Erbium carbide is an inorganic compound of erbium and carbon with the formula ErC_{2}. At room temperature it crystallizes in the tetragonal calcium carbide structure type and contains C_{2} units characteristic of rare-earth dicarbides.

== Preparation ==
Erbium carbide can be prepared by arc melting stoichiometric amounts of metallic erbium and carbon:

Er + 2 C → ErC_{2}

Arc melting was used to prepare phase-pure ErC_{2} for neutron-diffraction studies.

Thin films of ErC_{2} have also been grown directly on diamond. Reactive deposition of erbium onto hydrogen-terminated diamond at about 750 °C under a low pressure of methane gives an epitaxial erbium dicarbide layer.

== Properties ==
=== Crystal structure ===
At room temperature, ErC_{2} crystallizes in the tetragonal crystal system, space group I4/mmm (No. 139), with the CaC_{2} structure type.

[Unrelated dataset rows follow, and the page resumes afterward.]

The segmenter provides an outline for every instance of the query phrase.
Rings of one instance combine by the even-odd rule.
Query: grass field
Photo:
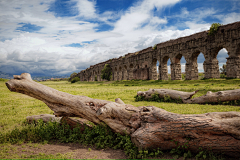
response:
[[[20,93],[10,92],[5,86],[6,81],[7,80],[0,79],[0,133],[4,134],[10,132],[16,127],[21,128],[22,123],[27,116],[53,113],[53,111],[51,111],[43,102],[37,99]],[[240,106],[175,104],[148,101],[135,102],[134,99],[137,91],[146,91],[150,88],[167,88],[189,92],[199,90],[199,92],[194,95],[194,97],[198,97],[206,94],[207,91],[217,92],[220,90],[239,89],[240,79],[209,79],[195,81],[135,80],[116,82],[77,82],[73,84],[67,81],[45,81],[40,83],[73,95],[85,95],[91,98],[109,101],[121,98],[126,104],[132,104],[136,107],[156,106],[169,112],[179,114],[200,114],[225,111],[240,112]],[[6,148],[7,145],[9,144],[1,144],[0,147]],[[4,153],[0,152],[0,158]],[[5,158],[11,157],[5,155]]]

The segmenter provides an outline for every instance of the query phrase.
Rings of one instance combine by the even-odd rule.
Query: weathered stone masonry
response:
[[[101,70],[105,64],[109,64],[113,73],[112,80],[168,80],[167,61],[170,58],[171,79],[180,80],[182,78],[180,60],[184,56],[186,79],[194,80],[198,79],[197,57],[203,53],[205,78],[219,78],[217,54],[222,48],[227,49],[229,56],[226,64],[227,77],[240,78],[240,22],[220,26],[214,35],[208,35],[208,31],[199,32],[159,43],[155,50],[149,47],[139,52],[128,53],[90,66],[77,76],[81,81],[95,81],[95,77],[102,81]]]

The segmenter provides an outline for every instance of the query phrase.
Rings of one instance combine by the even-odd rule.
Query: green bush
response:
[[[213,35],[215,33],[217,33],[218,27],[221,26],[220,23],[213,23],[210,27],[210,30],[208,32],[208,35]]]
[[[78,82],[80,81],[80,78],[79,77],[74,77],[72,80],[71,80],[71,83],[75,83],[75,82]]]

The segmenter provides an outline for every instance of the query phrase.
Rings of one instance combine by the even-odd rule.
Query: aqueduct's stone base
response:
[[[139,52],[128,53],[123,57],[90,66],[77,76],[81,81],[95,81],[95,78],[102,81],[101,70],[105,64],[109,64],[112,68],[112,80],[168,80],[167,61],[170,59],[171,79],[180,80],[180,60],[184,57],[186,79],[195,80],[198,79],[197,57],[203,53],[205,78],[219,78],[217,54],[222,48],[227,49],[229,56],[226,64],[227,77],[240,78],[240,22],[220,26],[214,35],[208,35],[208,31],[204,31],[159,43],[155,50],[149,47]]]

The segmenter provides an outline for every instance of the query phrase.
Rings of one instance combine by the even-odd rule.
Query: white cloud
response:
[[[77,7],[79,11],[79,16],[84,18],[96,18],[96,2],[89,0],[77,0]]]
[[[0,70],[9,73],[24,70],[55,74],[79,72],[110,58],[207,30],[210,24],[203,19],[217,16],[217,11],[212,8],[193,11],[183,8],[181,13],[173,16],[161,15],[161,11],[179,0],[141,0],[126,11],[105,11],[102,14],[99,14],[94,0],[72,1],[77,2],[79,11],[74,17],[55,17],[54,13],[47,12],[53,0],[0,1]],[[171,18],[183,21],[173,26],[169,24]],[[218,18],[229,23],[239,19],[239,15],[229,13]],[[113,26],[113,30],[97,32],[99,22]],[[16,31],[17,27],[22,27],[19,23],[43,28],[32,33]],[[181,26],[188,29],[179,30]],[[72,43],[83,46],[66,47]],[[223,55],[222,52],[219,55]],[[183,68],[184,64],[182,71]]]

Neutron powder diffraction gives the lattice parameters a = 3.622(1) Å, c = 6.106(1) Å, with two formula units per unit cell.

The carbon atoms occur as discrete C_{2} units. Their C–C bond length is 1.275(3) Å, close to that of an acetylide C≡C bond. Mild hydrolysis of ErC_{2} also supports the presence of acetylide-like carbon pairs.

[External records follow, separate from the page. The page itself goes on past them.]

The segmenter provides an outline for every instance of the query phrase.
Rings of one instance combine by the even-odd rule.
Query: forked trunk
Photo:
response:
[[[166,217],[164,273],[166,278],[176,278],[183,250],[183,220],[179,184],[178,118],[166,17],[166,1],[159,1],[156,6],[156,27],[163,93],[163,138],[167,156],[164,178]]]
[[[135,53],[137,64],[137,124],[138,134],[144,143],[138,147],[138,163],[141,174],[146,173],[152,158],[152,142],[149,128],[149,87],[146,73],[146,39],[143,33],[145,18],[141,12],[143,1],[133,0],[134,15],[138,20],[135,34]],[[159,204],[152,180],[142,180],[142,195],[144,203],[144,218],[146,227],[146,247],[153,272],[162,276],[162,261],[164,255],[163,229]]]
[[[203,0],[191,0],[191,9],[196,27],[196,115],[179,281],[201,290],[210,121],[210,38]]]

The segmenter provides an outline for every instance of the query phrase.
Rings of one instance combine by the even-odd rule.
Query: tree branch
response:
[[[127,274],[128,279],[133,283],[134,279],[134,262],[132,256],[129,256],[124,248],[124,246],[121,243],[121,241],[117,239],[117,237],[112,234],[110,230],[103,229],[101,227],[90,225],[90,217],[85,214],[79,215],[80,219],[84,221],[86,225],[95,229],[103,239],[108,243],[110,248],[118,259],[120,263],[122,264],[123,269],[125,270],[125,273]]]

=== High-temperature phase ===
Like many rare-earth dicarbides, ErC_{2} undergoes a tetragonal-to-cubic structural transition on heating.

Thermal and electrical measurements place the transition at approximately 1100–1200 °C, depending on experimental method.

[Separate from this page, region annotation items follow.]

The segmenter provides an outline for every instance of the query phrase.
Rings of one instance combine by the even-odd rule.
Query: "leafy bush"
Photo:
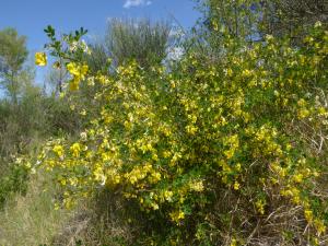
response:
[[[31,166],[30,166],[31,167]],[[28,165],[23,164],[21,159],[17,159],[15,163],[12,163],[7,167],[0,176],[0,209],[12,195],[21,192],[26,194],[28,181]]]
[[[112,75],[91,73],[82,49],[49,45],[67,55],[72,90],[101,87],[101,108],[80,138],[51,139],[38,159],[68,208],[103,189],[137,203],[140,245],[320,244],[327,40],[320,23],[302,48],[227,37],[220,63],[191,52],[174,71],[131,62]]]

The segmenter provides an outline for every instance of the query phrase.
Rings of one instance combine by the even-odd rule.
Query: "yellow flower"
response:
[[[45,52],[36,52],[35,54],[35,65],[37,65],[37,66],[46,66],[47,65],[47,56]]]
[[[81,152],[80,143],[75,142],[73,145],[71,145],[70,151],[74,157],[79,157]]]
[[[63,156],[63,148],[61,145],[55,145],[52,151],[59,156]]]
[[[235,189],[235,190],[238,190],[239,188],[241,188],[239,183],[235,181],[235,184],[234,184],[234,189]]]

The high-temperature form has a cubic fluorite-related structure in space group Fm3̅m. In this phase the orientation of the C_{2} units becomes dynamically or statistically disordered.

=== Electronic properties ===
ErC_{2} is metallic and has a comparatively low work function. Values around 2.9–3.0 eV have been reported for bulk or carbide-covered surfaces.

Its low work function and thermal stability have led to investigation of ErC_{2} as an electrode material in electronic devices.

== Thin films and applications ==
Epitaxial ErC_{2} films have been grown on boron-doped diamond (100). The ErC_{2}(100) plane lies parallel to the diamond (100) surface, with the carbide lattice rotated by 45° relative to the diamond substrate.

ErC_{2} has also been deposited by atomic layer deposition on high-k dielectric materials. Films deposited on HfO_{2} showed an effective work function as low as about 3.9 eV and remained stable after high-temperature annealing.

The ALD-grown material was investigated as a possible low-work-function metal electrode for n-channel MOSFET technology.